Unnamed: 0,1:00,2:00,3:00,4:00,5:00,6:00,7:00,8:00,9:00,10:00,...,15:00,16:00,17:00,18:00,19:00,20:00,21:00,22:00,23:00,0:00
0,717.49,707.64,706.44,737.34,745.09,1540.13,1599.88,1575.38,735.64,736.24,...,670.24,672.74,659.04,1262.68,1785.88,2237.78,2178.08,773.74,725.29,682.14
1,651.39,636.34,615.34,623.74,656.19,1375.33,1608.88,1717.48,880.74,863.34,...,904.54,890.94,837.94,1703.48,2216.28,2374.08,2304.18,835.04,802.89,772.94
2,754.89,744.44,729.04,724.74,769.39,1627.63,1763.18,1827.68,933.04,848.64,...,903.94,877.84,854.94,1888.78,2157.98,2095.28,2245.88,824.44,828.49,803.94
3,751.79,746.94,723.24,732.94,727.89,1511.43,1628.18,1777.18,904.24,914.44,...,903.84,852.14,784.14,1017.58,2035.72,1386.08,1036.88,826.94,771.89,767.84
4,722.89,596.24,595.24,595.24,635.19,1409.83,1556.18,1550.68,728.74,778.04,...,383.54,862.14,702.04,1708.98,2111.48,2385.98,2113.38,810.44,797.39,764.24
...,...,...,...,...,...,...,...,...,...,...,...,...,...,...,...,...,...,...,...,...,...
360,593.50,613.80,652.70,641.90,651.70,1373.80,1624.80,1841.70,899.60,850.40,...,852.60,847.80,103.50,1675.30,2201.70,2313.50,2219.70,784.20,749.10,720.10
361,692.30,685.60,683.70,698.60,699.60,1546.60,1701.70,1816.20,899.50,870.00,...,784.90,816.90,771.80,1703.40,2018.40,2258.10,2118.70,734.10,718.40,682.90
362,623.70,607.70,605.50,610.10,643.00,1418.60,1588.70,1699.30,871.90,848.60,...,856.60,868.40,802.50,1473.70,1612.90,1744.20,1705.30,784.50,745.40,730.70
363,693.70,682.30,669.50,686.70,715.70,1535.20,1729.10,1843.40,934.80,903.60,...,860.40,871.10,896.20,1667.30,2153.60,2301.80,2065.90,814.70,784.90,767.00


The main thing with time series prediction is the count of previous sequence we want to use. In this case we may use data of previous 3 days or 4 days or 10 days. In this project, we are going to use datas from previous 3 days.

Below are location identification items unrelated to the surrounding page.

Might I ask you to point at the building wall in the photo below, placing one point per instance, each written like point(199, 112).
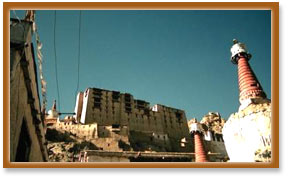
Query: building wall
point(88, 131)
point(112, 108)
point(26, 126)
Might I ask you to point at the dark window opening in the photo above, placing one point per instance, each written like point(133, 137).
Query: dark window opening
point(24, 144)
point(115, 126)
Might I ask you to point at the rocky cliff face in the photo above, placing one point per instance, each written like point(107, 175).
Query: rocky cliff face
point(247, 134)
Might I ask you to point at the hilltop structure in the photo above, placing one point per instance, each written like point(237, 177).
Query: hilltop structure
point(158, 128)
point(247, 133)
point(122, 128)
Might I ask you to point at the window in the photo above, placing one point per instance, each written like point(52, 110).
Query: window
point(24, 144)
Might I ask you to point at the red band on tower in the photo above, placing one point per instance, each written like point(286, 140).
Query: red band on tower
point(249, 87)
point(200, 155)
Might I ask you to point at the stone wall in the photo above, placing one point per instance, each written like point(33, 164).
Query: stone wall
point(88, 131)
point(26, 125)
point(112, 108)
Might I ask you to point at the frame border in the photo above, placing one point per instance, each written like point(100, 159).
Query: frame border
point(273, 6)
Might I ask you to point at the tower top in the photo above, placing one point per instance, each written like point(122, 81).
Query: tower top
point(238, 49)
point(54, 106)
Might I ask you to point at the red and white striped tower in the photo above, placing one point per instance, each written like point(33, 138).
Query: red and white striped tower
point(249, 86)
point(200, 154)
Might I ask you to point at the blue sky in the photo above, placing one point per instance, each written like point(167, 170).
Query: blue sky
point(176, 58)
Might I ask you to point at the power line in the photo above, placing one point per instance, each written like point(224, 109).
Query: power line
point(55, 57)
point(79, 53)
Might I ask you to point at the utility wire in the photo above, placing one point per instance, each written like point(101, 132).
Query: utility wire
point(79, 53)
point(55, 57)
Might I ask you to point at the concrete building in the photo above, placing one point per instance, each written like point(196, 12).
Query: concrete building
point(157, 128)
point(27, 140)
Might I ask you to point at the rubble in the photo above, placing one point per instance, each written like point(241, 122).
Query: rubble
point(247, 134)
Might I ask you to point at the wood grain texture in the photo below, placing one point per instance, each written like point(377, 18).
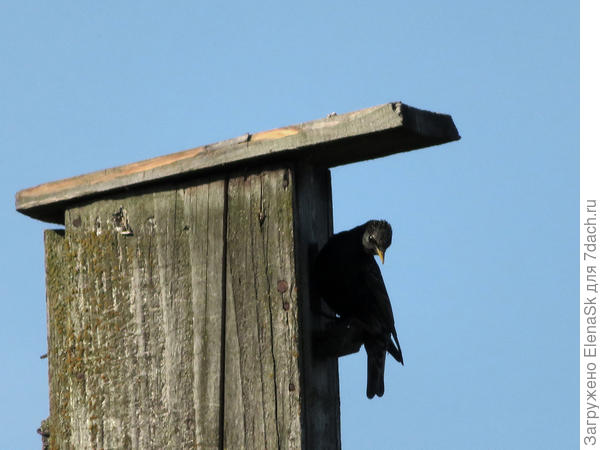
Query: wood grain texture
point(134, 321)
point(262, 372)
point(338, 139)
point(313, 226)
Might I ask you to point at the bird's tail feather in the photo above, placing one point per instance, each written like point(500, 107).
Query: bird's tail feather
point(375, 371)
point(394, 348)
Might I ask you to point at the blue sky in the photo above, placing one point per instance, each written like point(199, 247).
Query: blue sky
point(483, 269)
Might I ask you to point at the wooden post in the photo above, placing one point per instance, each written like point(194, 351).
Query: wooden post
point(180, 311)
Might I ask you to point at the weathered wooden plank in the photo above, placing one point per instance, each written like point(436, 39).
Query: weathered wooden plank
point(335, 140)
point(262, 335)
point(134, 321)
point(313, 224)
point(204, 215)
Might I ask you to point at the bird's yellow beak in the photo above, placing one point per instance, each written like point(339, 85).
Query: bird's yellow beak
point(381, 254)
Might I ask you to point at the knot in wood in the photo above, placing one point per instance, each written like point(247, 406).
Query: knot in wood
point(282, 286)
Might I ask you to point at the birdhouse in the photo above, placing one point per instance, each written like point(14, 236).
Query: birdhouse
point(179, 303)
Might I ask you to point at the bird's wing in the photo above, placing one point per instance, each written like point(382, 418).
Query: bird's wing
point(381, 306)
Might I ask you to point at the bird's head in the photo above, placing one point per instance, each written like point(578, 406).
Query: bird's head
point(377, 237)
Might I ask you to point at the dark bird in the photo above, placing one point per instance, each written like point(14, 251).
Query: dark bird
point(350, 282)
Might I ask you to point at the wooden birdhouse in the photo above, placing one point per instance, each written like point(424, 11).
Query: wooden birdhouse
point(179, 306)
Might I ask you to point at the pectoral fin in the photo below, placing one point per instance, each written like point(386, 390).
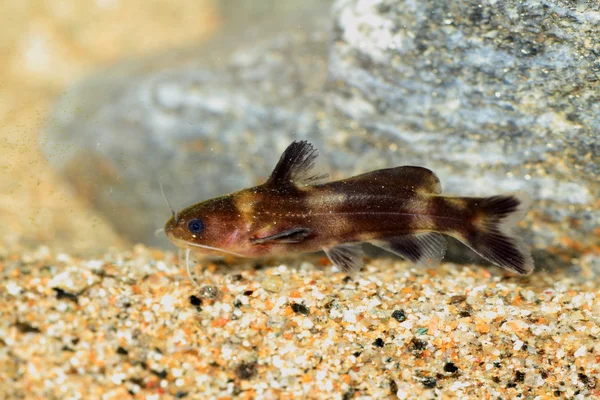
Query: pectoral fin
point(426, 248)
point(294, 235)
point(347, 257)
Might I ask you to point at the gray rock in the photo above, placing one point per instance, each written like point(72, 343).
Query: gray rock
point(493, 97)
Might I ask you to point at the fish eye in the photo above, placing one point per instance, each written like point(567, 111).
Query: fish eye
point(195, 226)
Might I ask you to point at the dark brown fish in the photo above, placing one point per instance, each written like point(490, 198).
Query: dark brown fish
point(398, 209)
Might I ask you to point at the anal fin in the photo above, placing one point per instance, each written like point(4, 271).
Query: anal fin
point(427, 248)
point(347, 257)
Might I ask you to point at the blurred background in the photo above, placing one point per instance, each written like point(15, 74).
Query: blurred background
point(46, 46)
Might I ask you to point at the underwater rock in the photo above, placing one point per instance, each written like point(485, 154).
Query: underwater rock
point(492, 97)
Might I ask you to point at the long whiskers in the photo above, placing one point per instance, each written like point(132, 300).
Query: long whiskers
point(187, 267)
point(211, 248)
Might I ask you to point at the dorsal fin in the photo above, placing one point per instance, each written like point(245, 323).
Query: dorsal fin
point(408, 177)
point(295, 165)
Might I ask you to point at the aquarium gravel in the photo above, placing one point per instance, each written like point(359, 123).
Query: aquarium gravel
point(131, 325)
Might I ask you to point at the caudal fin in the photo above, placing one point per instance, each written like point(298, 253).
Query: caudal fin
point(491, 235)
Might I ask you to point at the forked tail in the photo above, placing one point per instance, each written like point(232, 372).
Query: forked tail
point(491, 234)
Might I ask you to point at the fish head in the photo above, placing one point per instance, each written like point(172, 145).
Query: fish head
point(212, 227)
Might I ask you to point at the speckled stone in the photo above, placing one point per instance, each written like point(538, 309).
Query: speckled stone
point(137, 327)
point(493, 98)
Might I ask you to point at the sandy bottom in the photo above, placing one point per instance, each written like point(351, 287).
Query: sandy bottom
point(131, 324)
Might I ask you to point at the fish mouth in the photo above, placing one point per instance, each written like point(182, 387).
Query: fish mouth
point(199, 248)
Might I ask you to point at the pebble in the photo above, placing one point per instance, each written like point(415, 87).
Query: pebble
point(272, 283)
point(306, 341)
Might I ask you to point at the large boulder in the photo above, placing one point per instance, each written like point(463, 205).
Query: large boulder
point(493, 97)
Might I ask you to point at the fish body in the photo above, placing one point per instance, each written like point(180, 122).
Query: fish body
point(398, 209)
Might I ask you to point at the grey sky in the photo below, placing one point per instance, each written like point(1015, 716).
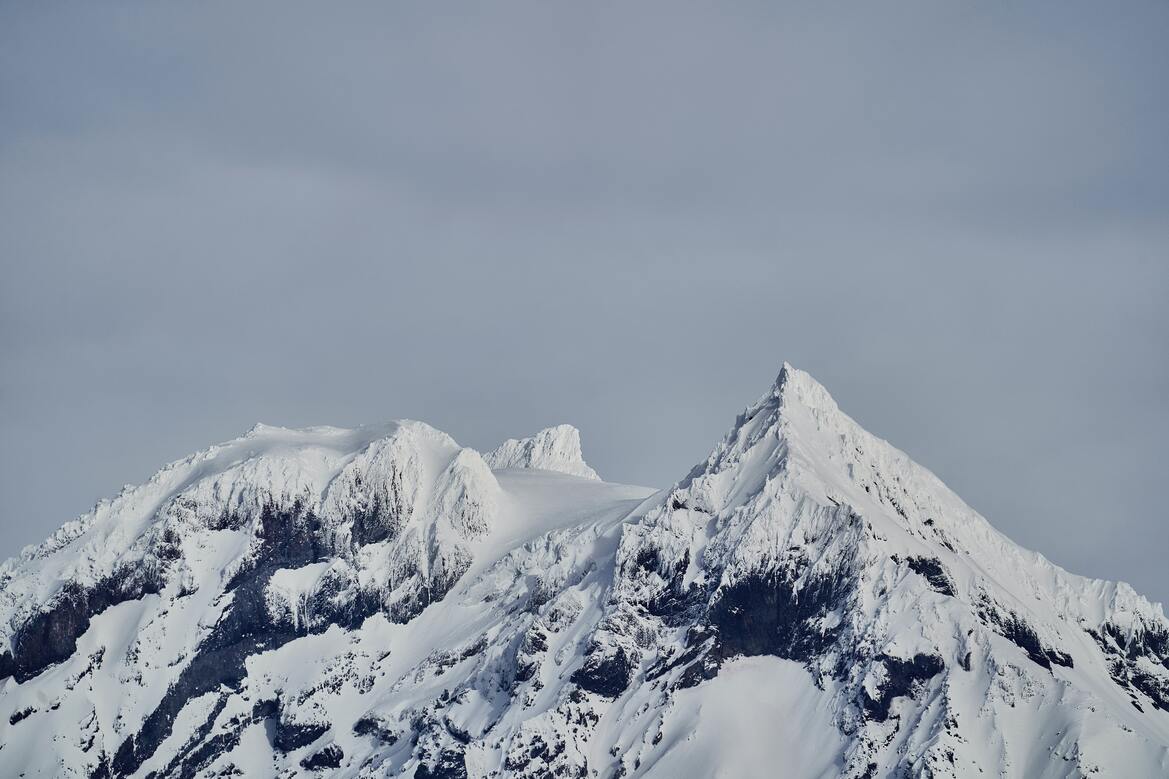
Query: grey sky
point(620, 215)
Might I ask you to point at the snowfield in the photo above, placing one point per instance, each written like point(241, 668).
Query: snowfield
point(381, 601)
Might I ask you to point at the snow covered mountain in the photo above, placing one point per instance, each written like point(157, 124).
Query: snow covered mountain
point(380, 601)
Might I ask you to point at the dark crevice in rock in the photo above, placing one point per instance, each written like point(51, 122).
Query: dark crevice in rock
point(933, 572)
point(450, 764)
point(772, 614)
point(1015, 629)
point(903, 677)
point(606, 671)
point(327, 758)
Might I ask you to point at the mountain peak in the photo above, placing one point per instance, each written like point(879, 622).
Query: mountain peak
point(794, 386)
point(553, 448)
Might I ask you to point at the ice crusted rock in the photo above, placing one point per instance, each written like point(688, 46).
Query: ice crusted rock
point(553, 448)
point(380, 602)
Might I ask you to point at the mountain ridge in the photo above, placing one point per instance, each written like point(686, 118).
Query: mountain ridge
point(382, 601)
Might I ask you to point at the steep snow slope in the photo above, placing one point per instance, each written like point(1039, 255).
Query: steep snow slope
point(807, 601)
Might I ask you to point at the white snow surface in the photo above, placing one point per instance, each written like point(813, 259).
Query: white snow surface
point(509, 591)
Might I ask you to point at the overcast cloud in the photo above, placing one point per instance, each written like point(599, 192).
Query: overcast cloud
point(620, 215)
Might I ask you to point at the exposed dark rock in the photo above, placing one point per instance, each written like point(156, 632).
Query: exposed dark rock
point(327, 758)
point(901, 678)
point(289, 737)
point(23, 714)
point(449, 765)
point(372, 725)
point(50, 635)
point(606, 671)
point(769, 614)
point(933, 572)
point(1015, 629)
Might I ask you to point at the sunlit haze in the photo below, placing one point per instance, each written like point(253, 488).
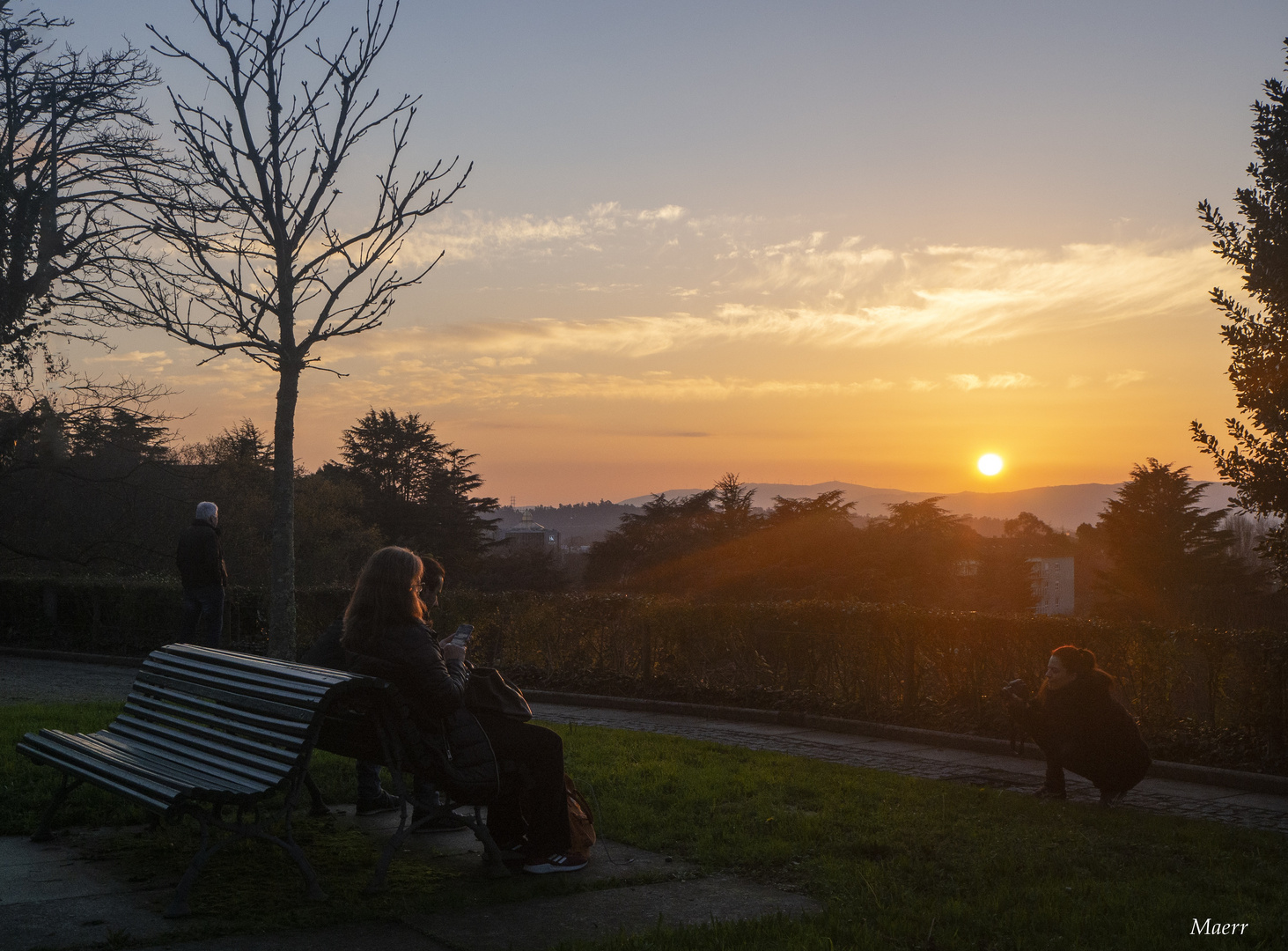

Another interesting thing with time series prediction is **Test Cases**. Generally test cases are splitted from overall dataset in certail ration like 80:20, 70:30 depending upon the size of datasets(If we have a very large dataset then 90:10 split will provide sufficient test cases). The neural net will not see the test cases during training. So they are very important to see the generalization of our neural net. 

The problem is if we drop any data from our dataset then the train data will not be in sequence. Say we have a problem of dertermining next number given 2 inputs and data as 1,2,3,4,5,6,7,8,9,10 and if we drop 5,6 for testing then the remaining data will not be in sequence. So what we will do is given a sequence we will transform that sequence into individual datapoints as [1,2], [2,3], [3,4] ... and also the label will be 3, 4 .... . Now we can randomize the datapoints and drop certain input for testing too as individual datapoints are always in sequence. 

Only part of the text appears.